You already know the ordinary Euclidean algorithm: to find gcd(a, b) you repeatedly replace the larger number by its remainder when divided by the smaller, until one of them hits zero. For example gcd(30, 12) → gcd(12, 6) → gcd(6, 0) = 6. Simple, fast, and it gives you a single number: the greatest common divisor.

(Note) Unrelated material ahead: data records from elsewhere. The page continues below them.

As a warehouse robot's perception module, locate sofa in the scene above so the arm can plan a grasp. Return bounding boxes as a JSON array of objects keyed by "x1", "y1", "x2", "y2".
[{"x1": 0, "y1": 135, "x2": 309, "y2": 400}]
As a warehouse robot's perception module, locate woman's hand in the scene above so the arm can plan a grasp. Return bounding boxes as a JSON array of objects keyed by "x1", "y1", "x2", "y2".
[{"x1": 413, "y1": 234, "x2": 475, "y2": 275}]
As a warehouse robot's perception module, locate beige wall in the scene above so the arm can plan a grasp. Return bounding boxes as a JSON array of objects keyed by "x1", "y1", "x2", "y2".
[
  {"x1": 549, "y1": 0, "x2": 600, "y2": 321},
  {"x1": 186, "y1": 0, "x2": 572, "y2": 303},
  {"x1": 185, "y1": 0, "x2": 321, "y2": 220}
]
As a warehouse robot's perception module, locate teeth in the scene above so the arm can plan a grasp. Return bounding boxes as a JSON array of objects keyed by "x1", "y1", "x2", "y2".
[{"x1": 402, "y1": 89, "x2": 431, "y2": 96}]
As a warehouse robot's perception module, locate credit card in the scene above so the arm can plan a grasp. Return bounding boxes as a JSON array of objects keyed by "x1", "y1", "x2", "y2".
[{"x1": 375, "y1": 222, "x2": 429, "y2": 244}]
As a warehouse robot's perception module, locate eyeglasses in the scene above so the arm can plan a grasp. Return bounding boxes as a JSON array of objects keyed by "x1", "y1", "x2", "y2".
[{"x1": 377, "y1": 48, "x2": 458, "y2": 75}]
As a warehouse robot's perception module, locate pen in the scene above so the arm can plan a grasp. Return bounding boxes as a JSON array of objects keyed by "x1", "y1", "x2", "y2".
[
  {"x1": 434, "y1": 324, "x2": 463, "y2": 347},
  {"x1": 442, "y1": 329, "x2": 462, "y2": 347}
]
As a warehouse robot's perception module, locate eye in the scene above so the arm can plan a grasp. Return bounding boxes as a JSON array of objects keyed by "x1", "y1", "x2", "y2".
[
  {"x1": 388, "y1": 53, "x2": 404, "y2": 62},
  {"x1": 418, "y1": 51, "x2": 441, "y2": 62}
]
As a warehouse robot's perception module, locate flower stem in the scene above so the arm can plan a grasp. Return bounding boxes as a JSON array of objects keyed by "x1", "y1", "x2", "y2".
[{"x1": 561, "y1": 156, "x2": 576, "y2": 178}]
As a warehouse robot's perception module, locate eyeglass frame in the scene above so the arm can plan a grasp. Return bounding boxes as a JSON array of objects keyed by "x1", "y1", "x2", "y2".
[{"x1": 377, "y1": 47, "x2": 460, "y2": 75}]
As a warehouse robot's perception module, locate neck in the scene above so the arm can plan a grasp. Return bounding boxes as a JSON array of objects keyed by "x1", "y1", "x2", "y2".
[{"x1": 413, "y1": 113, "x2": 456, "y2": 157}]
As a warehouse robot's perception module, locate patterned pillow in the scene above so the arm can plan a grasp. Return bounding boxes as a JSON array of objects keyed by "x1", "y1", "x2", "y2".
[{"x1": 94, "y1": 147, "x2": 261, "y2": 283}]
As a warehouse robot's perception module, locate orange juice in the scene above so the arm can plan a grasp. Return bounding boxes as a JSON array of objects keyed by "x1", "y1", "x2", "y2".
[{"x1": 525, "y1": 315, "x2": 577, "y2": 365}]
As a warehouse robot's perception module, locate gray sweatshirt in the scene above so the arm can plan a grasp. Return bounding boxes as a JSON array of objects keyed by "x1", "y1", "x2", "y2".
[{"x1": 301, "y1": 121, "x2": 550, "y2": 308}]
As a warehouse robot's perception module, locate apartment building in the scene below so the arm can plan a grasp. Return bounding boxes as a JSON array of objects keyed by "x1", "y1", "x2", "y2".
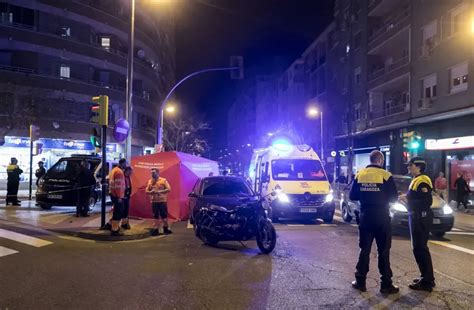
[
  {"x1": 335, "y1": 0, "x2": 474, "y2": 182},
  {"x1": 0, "y1": 0, "x2": 175, "y2": 174}
]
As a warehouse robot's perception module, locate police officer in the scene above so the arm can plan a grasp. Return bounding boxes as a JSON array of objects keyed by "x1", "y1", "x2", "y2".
[
  {"x1": 350, "y1": 151, "x2": 400, "y2": 295},
  {"x1": 6, "y1": 157, "x2": 23, "y2": 206},
  {"x1": 402, "y1": 157, "x2": 435, "y2": 292}
]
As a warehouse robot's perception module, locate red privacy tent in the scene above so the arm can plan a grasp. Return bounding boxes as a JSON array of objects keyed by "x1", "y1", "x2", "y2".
[{"x1": 130, "y1": 152, "x2": 219, "y2": 220}]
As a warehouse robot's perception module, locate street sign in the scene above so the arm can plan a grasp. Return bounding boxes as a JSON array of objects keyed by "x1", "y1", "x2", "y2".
[{"x1": 114, "y1": 118, "x2": 130, "y2": 143}]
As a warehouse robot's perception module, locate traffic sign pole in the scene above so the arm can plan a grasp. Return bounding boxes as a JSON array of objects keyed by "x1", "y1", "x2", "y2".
[{"x1": 100, "y1": 125, "x2": 108, "y2": 229}]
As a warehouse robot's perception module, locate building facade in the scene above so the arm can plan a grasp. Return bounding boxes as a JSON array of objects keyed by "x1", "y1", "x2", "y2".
[{"x1": 0, "y1": 0, "x2": 175, "y2": 178}]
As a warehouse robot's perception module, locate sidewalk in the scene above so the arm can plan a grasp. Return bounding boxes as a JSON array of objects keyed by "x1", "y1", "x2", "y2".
[{"x1": 0, "y1": 201, "x2": 159, "y2": 241}]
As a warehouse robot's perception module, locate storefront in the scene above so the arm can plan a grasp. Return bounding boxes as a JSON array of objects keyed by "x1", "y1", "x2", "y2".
[{"x1": 0, "y1": 136, "x2": 120, "y2": 181}]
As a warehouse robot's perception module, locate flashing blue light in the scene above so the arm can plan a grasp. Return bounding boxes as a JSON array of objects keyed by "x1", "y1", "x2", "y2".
[{"x1": 272, "y1": 140, "x2": 291, "y2": 152}]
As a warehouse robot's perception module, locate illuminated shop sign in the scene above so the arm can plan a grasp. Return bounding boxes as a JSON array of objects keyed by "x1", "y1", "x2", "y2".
[{"x1": 425, "y1": 136, "x2": 474, "y2": 150}]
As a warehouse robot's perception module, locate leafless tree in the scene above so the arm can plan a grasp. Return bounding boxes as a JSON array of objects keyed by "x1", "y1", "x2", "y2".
[{"x1": 163, "y1": 117, "x2": 211, "y2": 155}]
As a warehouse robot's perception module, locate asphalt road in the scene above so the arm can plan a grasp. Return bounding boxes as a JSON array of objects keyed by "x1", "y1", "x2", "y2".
[{"x1": 0, "y1": 212, "x2": 474, "y2": 309}]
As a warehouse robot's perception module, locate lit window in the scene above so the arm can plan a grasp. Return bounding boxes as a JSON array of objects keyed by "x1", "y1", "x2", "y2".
[
  {"x1": 59, "y1": 65, "x2": 71, "y2": 79},
  {"x1": 421, "y1": 74, "x2": 437, "y2": 98},
  {"x1": 100, "y1": 37, "x2": 110, "y2": 50},
  {"x1": 450, "y1": 63, "x2": 468, "y2": 93}
]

The extended Euclidean algorithm asks for more. Along the way it tracks how the gcd is built out of the two original numbers. It returns a triple (g, x, y) where g = gcd(a, b) and

a·x + b·y = g.

This equation is called Bezout's identity, and the numbers x, y are Bezout coefficients. For our example gcd(30, 12) = 6, the extended algorithm finds x = 1, y = -2, because 30·1 + 12·(-2) = 30 - 24 = 6. Those coefficients are the whole point — they are what an ordinary gcd throws away.

Why do we care about x and y? Because of one spectacular application: the modular inverse. In modular arithmetic you can add, subtract, and multiply, but you cannot directly "divide". To divide by a mod m you instead multiply by a's inverse, written a⁻¹, which is the number satisfying

a · a⁻¹ ≡ 1 (mod m).

It turns out that a has an inverse mod m if and only if gcd(a, m) = 1 (we say a and m are coprime). And when they are coprime, Bezout gives it to you for free: from a·x + m·y = 1, reduce both sides mod m. The m·y term vanishes (it is a multiple of m), leaving a·x ≡ 1 (mod m). So x is the inverse. Reduce x into [0, m) and you are done.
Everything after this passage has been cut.